The coronavirus outbreak has now infected more than 1,000 people in nearly 40 U.S. states — and the country's top authority on infectious diseases says things will only get worse.

Dr. Anthony Fauci, director of the National Institute of Allergy and Infectious Diseases, warns that the number of cases of the COVID-19 viral disease will continue to grow because containment measures and contact tracing have failed to prevent community spread of the virus.

Updated at 9:15 p.m. ET

New York is creating a "containment area" around a community in New Rochelle, in an attempt to limit the spread of coronavirus in an area that quickly became the state's largest source of COVID-19 infections, Gov. Andrew Cuomo announced Tuesday.

"It is a dramatic action, but it is the largest cluster in the country," Cuomo said. "And this is literally a matter of life and death."

Updated at 3 p.m. ET

California's Sacramento County is calling off automatic 14-day quarantines that have been implemented for the coronavirus, saying it will focus instead on mitigating the impact of COVID-19.

The change is an acknowledgement that the county cannot effectively manage the quarantines while its health system copes with coronavirus cases. It also reflects problems with the U.S. government's coronavirus testing program — issues that slowed efforts to identify people with the deadly virus and to contain COVID-19.

Israel is taking the extraordinary step of requiring a 14-day quarantine for anyone entering the country, Prime Minister Benjamin Netanyahu announced Monday. Israel has reported nearly 40 cases of the coronavirus that causes COVID-19.

In a brief video announcing the new policy, Netanyahu said the decision was a difficult one to make. He added that the policy will force people flying into Israel to enter a two-week home quarantine period and that it will be in effect for two weeks.

Updated at 8:10 p.m. ET

After several days of circling off the coast of California, the Grand Princess cruise ship has docked at a port in Oakland.

The ship has 3,533 people on board — including at least 21 who have tested positive for the new coronavirus, out of 46 people who were in the first round of testing.

Updated at 7:35 p.m. ET

Twenty-one people aboard the Grand Princess cruise ship off the coast of California have tested positive for the coronavirus disease COVID-19, Vice President Pence announced Friday.
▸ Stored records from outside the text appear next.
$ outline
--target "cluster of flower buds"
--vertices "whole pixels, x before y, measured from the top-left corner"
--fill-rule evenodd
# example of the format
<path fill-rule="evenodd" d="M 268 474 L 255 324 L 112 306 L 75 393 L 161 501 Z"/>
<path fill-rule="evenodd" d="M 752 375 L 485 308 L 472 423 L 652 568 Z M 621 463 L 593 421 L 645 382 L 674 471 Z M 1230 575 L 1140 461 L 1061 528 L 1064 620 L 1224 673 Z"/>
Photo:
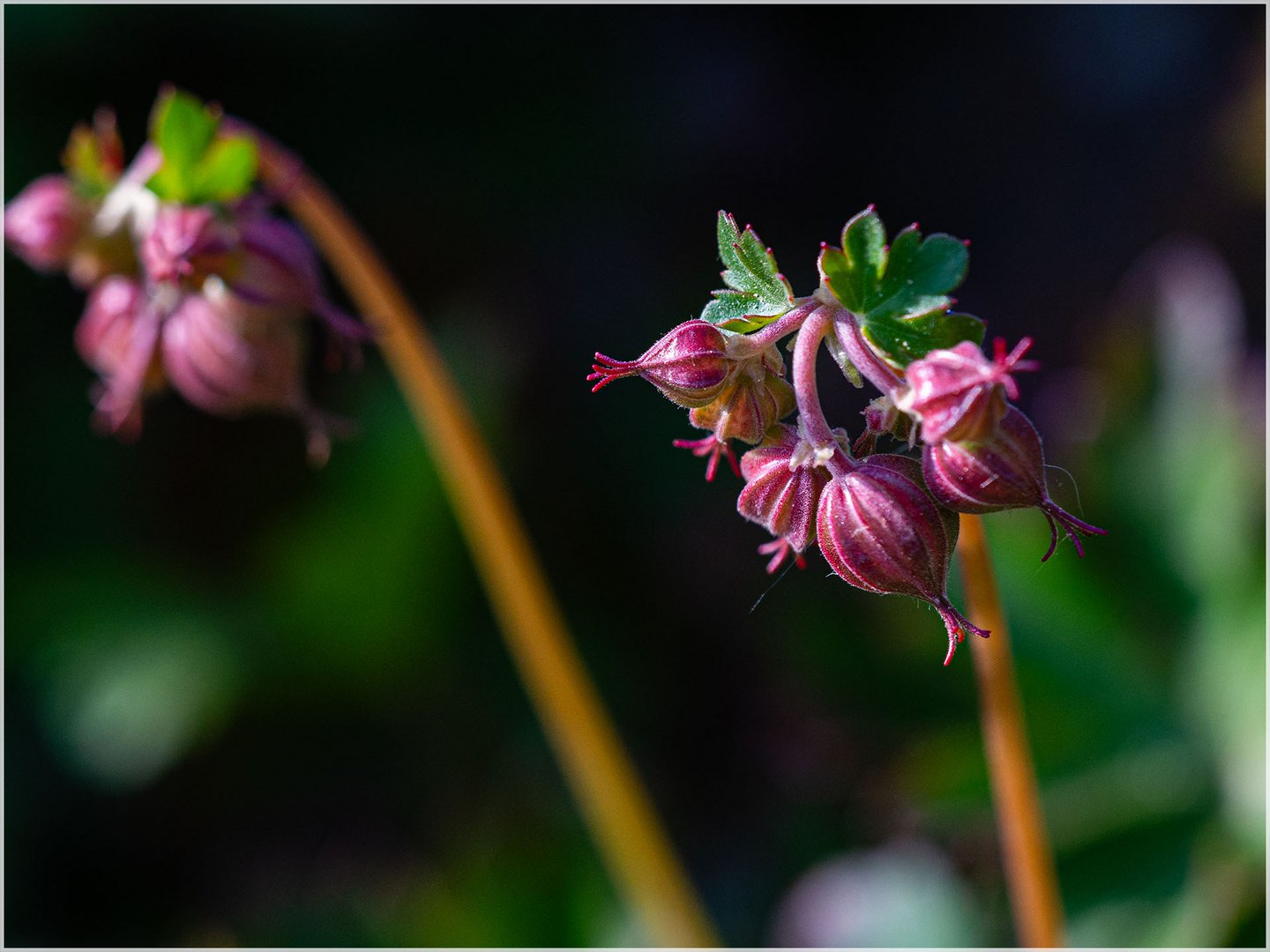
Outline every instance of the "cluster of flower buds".
<path fill-rule="evenodd" d="M 324 462 L 342 424 L 306 393 L 304 319 L 353 360 L 367 333 L 326 298 L 312 246 L 259 190 L 254 141 L 166 89 L 131 166 L 108 110 L 72 132 L 62 161 L 65 174 L 5 207 L 4 235 L 24 261 L 88 291 L 75 345 L 100 377 L 98 426 L 136 437 L 144 400 L 171 388 L 220 416 L 291 414 Z"/>
<path fill-rule="evenodd" d="M 823 246 L 820 287 L 806 298 L 792 296 L 754 231 L 724 212 L 719 250 L 728 288 L 714 292 L 701 319 L 635 360 L 596 354 L 588 380 L 599 390 L 643 377 L 688 409 L 693 426 L 710 430 L 676 446 L 709 456 L 706 479 L 720 456 L 744 479 L 737 509 L 773 536 L 759 547 L 771 556 L 768 572 L 790 557 L 801 567 L 818 543 L 851 585 L 931 604 L 947 632 L 946 665 L 968 632 L 989 633 L 947 597 L 959 513 L 1040 509 L 1050 526 L 1041 561 L 1058 545 L 1058 527 L 1078 555 L 1081 534 L 1104 534 L 1050 499 L 1040 437 L 1010 402 L 1019 399 L 1013 374 L 1036 369 L 1024 359 L 1031 340 L 1007 353 L 997 339 L 988 359 L 979 348 L 983 322 L 949 310 L 947 292 L 965 275 L 965 242 L 923 240 L 913 225 L 886 245 L 870 207 L 847 222 L 842 250 Z M 786 380 L 777 347 L 791 334 Z M 856 386 L 867 380 L 880 391 L 853 446 L 820 406 L 822 344 Z M 908 448 L 921 443 L 921 461 L 876 452 L 886 437 Z M 754 447 L 739 467 L 730 439 Z"/>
The Grand Princess had been returning to San Francisco after a cruise to Hawaii and has been kept away from port while a small portion of the roughly 3,500 people on board are tested for the coronavirus.

Updated at 3 p.m. ET

The Grand Princess cruise ship is in limbo off the California coast after a former passenger became the state's first known person to die from COVID-19. Health workers say they will now test some current passengers to determine whether they have the respiratory virus.

"We are going to be flying testing kits to the cruise ship, and we are going to be sending those quickly back to the state," Gov. Gavin Newsom said at a news conference late Wednesday. "We'll be able to test very quickly within just a few hours."

Updated at 8:45 p.m. ET

The U.S. death toll from COVID-19 has risen to 11 people, after officials reported fatalities in California and Washington state on Wednesday. The most recent death is connected to a cruise ship that traveled from the U.S. to Mexico.

Officials in Placer County, Calif., announced that an elderly resident has become the first person to die from the illness in California. The patient, who was not identified, had underlying health conditions, according to the county.

The coronavirus that causes COVID-19 is now in at least 75 countries, the World Health Organization said in a Wednesday update on the respiratory disease that has killed more than 3,200 people globally. Italy is being hit particularly hard, with more than 2,000 cases.

Despite the increase in cases, WHO Director-General Tedros Adhanom Ghebreyesus says, "We can push this virus back."